TRAINS OF THOUGHT: Memories of a Stateless Youth
Victor Brombert, . . Norton, $25.95 (334pp) ISBN 978-0-393-05115-5
To adopt Brombert's favorite metaphor, this memoir of life in Europe before and during WWII is not a bullet train speeding toward a single thematic destination but an old-fashioned steam-powered affair prone to unexpected starts, stops and meanderings down one siding or another. As befits the era described, a gentlemanly quality prevails; thus the chapter called "Erotic Fantasies" reveals less about sex and more about how, as a Paris schoolboy, Brombert learned metrics by plagiarizing the love poems of Alfred de Musset in a failed attempt to woo an older girl named Danielle Wolf. Later, Brombert became a professor at Princeton and an authority on Flaubert and other literary figures, but first he and his parents had to make their way through the geopolitical maze that was Western Europe following the Treaty of Versailles, a transit made doubly parlous by the fact that they were Jews. Not all of Brombert's reminiscences are engaging; his mental processes are often, in his own phrase, "a shuttle of words and restless trains of thought." But the story acquires urgency when, following his escape to America, he is drafted and ends up on Omaha Beach, a U.S. master sergeant assigned to military intelligence.
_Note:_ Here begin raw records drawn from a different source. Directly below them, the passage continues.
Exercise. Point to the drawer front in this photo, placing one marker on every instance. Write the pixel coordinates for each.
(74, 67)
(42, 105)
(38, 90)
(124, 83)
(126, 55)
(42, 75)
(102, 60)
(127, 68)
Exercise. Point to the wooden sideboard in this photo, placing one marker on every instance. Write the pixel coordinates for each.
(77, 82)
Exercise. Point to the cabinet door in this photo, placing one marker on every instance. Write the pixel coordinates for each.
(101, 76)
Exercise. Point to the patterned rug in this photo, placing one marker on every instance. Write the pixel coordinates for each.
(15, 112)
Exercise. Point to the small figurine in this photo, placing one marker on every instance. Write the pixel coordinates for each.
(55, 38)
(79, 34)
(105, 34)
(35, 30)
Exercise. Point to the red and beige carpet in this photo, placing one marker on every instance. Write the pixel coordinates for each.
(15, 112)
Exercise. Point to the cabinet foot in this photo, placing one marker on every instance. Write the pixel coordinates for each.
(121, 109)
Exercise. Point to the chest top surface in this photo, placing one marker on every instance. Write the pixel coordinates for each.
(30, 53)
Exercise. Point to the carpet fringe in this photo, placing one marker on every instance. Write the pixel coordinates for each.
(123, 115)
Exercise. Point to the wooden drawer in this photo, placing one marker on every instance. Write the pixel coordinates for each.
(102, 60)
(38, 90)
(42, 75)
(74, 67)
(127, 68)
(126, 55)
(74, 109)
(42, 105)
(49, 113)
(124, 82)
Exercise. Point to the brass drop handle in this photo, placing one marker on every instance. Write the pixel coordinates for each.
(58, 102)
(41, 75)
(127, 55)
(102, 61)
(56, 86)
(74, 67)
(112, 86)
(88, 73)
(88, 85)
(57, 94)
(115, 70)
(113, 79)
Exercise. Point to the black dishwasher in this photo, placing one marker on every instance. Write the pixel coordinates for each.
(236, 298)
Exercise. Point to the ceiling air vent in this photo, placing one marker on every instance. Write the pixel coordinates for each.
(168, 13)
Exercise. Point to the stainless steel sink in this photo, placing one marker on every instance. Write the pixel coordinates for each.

After the war, Brombert went on to graduate school and academic distinction, but not everyone was so lucky. Years earlier, he had lost touch with Danielle Wolf, who married and moved to the south of France, and here he can only memorialize her in his imagination as "disheveled, haggard, thirsty, in the airless cattle train on its way to Auschwitz, clutching her two-year-old child." 20 photos.